As for the physical rehab, it’s helped O’Toole avoid needing a portable oxygen tank for now and stay active in her children’s and grandchildren’s lives.
“For St. Patrick’s Day I did the grocery shopping, I did the cooking,” she said. “I cooked 16 pounds of corned beef, potatoes, cabbage and bread.”
Another participant, Ron Edwards, has been part of the program only since February but has already seen progress.
“It had gotten to the point where if I took a shower, my wife had to dry me off,” he said. “Now that’s not necessary.”
Edwards, 71, has a role model — Anderson.
“My goal is to be able to do what he’s doing, because he was as bad as I am,” he said.
Anderson isn’t sure why more people with COPD don’t try to make the most of their condition. He shakes his head recounting newspaper stories about people with oxygen tanks starting fires by smoking cigarettes.
Life with COPD isn’t easy, he says. He’s had two more bouts of pneumonia. He thinks the rehab program helped him to recover.
Anderson’s optimistic nature is probably a big reason he’s been able to cope with COPD, say rehab specialists who work with him. As he speaks with the tubes in his nose, he appears to be breathing with some difficulty. He says he’s learned that “much shortness of breath is between the ears.”

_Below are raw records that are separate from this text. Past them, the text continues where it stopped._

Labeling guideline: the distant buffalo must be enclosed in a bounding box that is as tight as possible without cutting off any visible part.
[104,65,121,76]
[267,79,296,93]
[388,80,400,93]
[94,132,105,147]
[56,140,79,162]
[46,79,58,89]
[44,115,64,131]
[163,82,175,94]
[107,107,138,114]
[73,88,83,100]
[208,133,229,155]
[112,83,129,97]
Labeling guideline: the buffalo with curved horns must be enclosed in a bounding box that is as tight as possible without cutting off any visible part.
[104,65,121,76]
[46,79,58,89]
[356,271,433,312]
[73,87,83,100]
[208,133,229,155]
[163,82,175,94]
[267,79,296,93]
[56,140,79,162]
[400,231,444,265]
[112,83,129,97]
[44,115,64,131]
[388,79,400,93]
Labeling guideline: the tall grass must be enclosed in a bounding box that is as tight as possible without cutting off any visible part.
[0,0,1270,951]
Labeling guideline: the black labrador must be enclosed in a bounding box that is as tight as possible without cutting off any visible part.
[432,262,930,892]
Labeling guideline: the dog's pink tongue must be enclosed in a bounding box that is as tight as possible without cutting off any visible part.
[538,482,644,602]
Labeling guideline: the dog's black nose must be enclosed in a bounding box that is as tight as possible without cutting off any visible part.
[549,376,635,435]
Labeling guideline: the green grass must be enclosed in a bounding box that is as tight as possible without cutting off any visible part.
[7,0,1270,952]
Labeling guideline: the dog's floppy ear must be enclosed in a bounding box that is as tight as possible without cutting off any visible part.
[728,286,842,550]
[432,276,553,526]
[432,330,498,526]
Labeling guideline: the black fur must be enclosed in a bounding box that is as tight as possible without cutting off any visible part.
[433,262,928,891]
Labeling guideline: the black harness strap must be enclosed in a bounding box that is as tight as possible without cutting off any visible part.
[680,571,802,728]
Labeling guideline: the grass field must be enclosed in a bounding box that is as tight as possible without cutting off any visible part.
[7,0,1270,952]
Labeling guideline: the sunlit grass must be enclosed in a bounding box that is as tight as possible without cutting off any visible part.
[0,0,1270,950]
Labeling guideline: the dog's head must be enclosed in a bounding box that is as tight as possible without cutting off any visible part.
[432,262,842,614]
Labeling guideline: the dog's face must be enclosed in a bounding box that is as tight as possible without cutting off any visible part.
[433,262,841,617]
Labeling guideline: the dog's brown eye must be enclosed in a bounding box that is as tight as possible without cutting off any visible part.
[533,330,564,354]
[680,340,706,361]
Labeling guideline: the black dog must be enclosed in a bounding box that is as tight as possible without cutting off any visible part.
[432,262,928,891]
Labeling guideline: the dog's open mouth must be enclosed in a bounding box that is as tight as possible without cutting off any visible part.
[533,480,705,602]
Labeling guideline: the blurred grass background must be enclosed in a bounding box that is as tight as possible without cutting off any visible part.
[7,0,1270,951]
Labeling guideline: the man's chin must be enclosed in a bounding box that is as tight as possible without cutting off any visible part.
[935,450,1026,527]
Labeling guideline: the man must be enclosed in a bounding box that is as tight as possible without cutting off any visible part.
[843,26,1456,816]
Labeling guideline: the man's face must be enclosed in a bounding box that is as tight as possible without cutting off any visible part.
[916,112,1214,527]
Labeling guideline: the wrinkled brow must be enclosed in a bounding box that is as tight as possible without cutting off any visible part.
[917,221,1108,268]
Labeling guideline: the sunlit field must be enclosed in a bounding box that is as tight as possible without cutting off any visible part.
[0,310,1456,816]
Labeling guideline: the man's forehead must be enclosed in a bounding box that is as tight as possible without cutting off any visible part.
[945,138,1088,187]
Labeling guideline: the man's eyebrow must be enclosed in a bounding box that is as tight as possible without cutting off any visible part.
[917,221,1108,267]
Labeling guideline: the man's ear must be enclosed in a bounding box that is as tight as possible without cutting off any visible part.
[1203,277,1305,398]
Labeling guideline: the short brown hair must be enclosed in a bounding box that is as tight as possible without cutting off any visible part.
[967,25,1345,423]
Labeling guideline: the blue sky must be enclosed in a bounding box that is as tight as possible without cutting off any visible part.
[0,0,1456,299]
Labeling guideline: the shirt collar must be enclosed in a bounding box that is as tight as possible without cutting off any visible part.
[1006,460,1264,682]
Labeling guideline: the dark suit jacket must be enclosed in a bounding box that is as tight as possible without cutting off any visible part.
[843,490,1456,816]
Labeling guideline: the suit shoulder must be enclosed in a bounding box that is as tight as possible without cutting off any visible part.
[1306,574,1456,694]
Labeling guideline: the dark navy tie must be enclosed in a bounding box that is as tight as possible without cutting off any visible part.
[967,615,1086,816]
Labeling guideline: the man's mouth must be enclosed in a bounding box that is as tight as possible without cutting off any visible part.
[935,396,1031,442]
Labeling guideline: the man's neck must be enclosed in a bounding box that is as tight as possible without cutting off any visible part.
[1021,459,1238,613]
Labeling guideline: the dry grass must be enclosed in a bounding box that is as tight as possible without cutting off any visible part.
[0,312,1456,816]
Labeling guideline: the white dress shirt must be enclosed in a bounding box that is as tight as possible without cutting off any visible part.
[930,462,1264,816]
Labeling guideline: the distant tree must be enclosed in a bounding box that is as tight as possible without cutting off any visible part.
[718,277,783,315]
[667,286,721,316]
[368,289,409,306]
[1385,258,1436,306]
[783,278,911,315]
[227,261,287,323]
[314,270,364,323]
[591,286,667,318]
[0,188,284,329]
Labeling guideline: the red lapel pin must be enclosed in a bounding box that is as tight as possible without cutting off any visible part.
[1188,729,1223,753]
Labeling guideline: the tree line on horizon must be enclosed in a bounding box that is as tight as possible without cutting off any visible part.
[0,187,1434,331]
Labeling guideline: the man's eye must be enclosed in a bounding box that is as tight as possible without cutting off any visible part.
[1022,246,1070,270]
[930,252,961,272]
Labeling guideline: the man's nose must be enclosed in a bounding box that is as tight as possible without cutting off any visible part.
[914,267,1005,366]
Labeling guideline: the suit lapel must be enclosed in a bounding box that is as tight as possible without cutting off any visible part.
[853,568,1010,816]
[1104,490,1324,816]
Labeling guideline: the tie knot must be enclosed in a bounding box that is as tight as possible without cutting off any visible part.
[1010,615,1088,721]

“I just decided to stay active,” Anderson says back at Botanica. “I much prefer it out here.”
If you go
fight for air climb
What: On Saturday, the American Lung Association will stage its Fight for Air Climb, a vertical race to climb 34 floors. Instead of walking or running, as in many other health-related fundraisers, participants will climb steps and donate their pledged money to help fight COPD, asthma and other lung diseases. Money raised stays in this area.
Where: Intrust Bank Arena
When: 9 a.m. Saturday
How much: The registration fee is $25. The minimum fundraising goal for all participants is $75.